Мартышкино. Прибрежное шоссе. Идет дождь. Прикрываюсь зонтом. Машины обдают меня брызгами. Дождь кончается, появляется солнце. Все идут по обочине шоссе. Оно пересекает красивый старинный парк с благородными величавыми деревьями. Деревья расступаются, и на пригорке виднеется желто-белый классический фасад какого-то дворца. Поднимаюсь на пригорок, подхожу ко дворцу. Он изысканно красив, хотя и не слишком велик! Портики ионического ордера, перголы, террасы с чугунными решетками и мраморными вазами. Все изрядно запущено, но дворец обитаем – в нем располагается какое-то учреждение, и у входа стоит грузовая машина. Это Сергиевка – бывшая усадьба принца Лихтенбергского. Я здесь впервые. Полюбовавшись архитектурой, углубляюсь в парк и вскоре натыкаюсь на уединенно стоящую любопытную церковь, тоже не лишенную изящества, но сильно обветшавшую. Окна закрыты ржавой жестью. Церковь брошена. Далее неказистый мостик через глубокий овраг и за деревьями еще какая-то постройка. Выхожу на поляну. Предо мною маленький, но очень нарядный дом, весь покрытый декором в духе барокко. Это «Собственная дача» Николая I – шедевр Штакеншнейдера. Здесь я уже бывал. Снова шоссе. Сажусь в автобус, доезжаю до Петергофа. Любуюсь тысячу раз виденным Большим каскадом. Наблюдаю за утками, плавающими в канале. Потом иду к Монплезиру и долго гляжу на море и его террасы. Мимо Монплезира торжественно проплывает утиное семейство: впереди мама-утка, за ней четверо уже довольно больших утят. Иду в свою любимую Александрию. Прохожу мимо Капеллы – ее все еще реставрируют. Перебираюсь через овраг – мост через него так и не восстановили. Приближаюсь к Коттеджу. Ворота ограды на замке – уже 9 часов вечера, и музей закрыт. Гляжу на чистенький, аккуратненький Коттедж из-за решетки. Снова сажусь в автобус. Гляжу в окно. Проезжаем Знаменку, проезжаем Михайловку. Из-за деревьев торчат крыши, трубы дворцов. В Стрельне пересаживаюсь на трамвай и продолжаю свой путь по берегу залива до ближайшей станции метро. «Как много всяческой красоты еще осталось на этом знаменитом берегу! – думаю я, спускаясь на эскалаторе. – А сколько ее было когда-то»!

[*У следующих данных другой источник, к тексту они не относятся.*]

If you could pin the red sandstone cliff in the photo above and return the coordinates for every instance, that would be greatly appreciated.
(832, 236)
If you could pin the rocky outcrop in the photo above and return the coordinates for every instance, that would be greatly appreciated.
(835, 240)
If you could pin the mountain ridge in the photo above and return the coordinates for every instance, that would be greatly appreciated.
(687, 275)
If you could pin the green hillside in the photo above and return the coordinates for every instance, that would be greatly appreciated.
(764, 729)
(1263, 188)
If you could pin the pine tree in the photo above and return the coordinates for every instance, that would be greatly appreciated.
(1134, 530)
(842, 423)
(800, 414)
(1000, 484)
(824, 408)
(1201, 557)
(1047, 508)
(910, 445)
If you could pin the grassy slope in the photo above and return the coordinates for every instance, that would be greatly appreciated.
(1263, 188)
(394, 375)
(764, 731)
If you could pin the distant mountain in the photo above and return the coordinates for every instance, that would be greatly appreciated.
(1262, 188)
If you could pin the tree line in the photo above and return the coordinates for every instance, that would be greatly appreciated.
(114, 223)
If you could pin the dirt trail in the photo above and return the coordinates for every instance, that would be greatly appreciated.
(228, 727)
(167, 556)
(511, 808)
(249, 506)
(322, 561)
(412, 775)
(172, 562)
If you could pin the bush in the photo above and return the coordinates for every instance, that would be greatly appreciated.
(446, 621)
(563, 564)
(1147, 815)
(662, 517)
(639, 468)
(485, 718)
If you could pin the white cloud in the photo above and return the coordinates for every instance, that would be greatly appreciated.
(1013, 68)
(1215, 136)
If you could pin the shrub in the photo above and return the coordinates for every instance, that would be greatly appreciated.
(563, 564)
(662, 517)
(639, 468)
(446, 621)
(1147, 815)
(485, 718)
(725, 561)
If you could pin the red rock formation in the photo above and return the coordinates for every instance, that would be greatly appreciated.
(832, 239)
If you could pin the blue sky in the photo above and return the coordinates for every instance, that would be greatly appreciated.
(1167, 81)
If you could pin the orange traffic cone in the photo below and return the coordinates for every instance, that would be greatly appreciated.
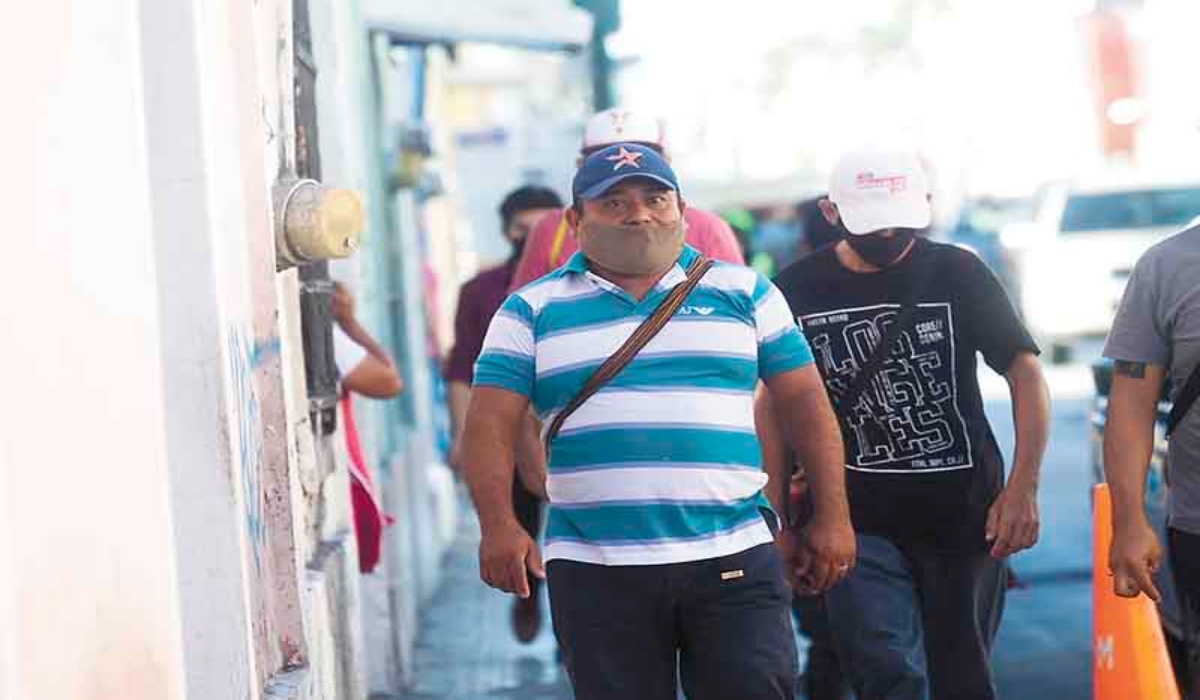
(1128, 651)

Полнолуние. Огромная, желтая, пятнистая луна то прячется в облаках, то выглядывает из-за них кокетливо. А внизу, на пустынной улице, горят желтые, зеленые и красные огни светофоров.
Сижу в своей мансарде на даче. Предо мною на листе бумаги стихотворение, написанное лет 5 тому назад. Оно не вышло. Оно плохое. Мне хочется сделать его получше, но у меня это не получается. По листу движется маленькая «шагающая» гусеница. Наблюдаю, как ловко она шагает. «Сколь изобретательна матушка-природа!» – думаю с умилением. Но стихотворение у меня не получается. Старею. Исписался. Устал.
Одинокий муравей живо бежит по тропинке. Он тащит что-то маленькое и беленькое, какую-то чешуйку или кусок цветочного лепестка. Провожаю его глазами. И вдруг захлестывает меня приступ беспощадной тоски. Вот так и я бегу всю жизнь по какой-то тропинке. Вот так и я что-то куда-то зачем-то тащу.
Зашел в «Неву» поболтать с Борисом Д.
– Чего же ты тянешь? – сказал он… – Тащи скорее роман! К чему эти сомнения? Ты же писатель! Написал – надо печатать! И стихи для следующей публикации тоже тащи, не медли!
Блаженство тихой, беспечной, ленивой жизни в летнем, размягшем от тепла и довольства городе.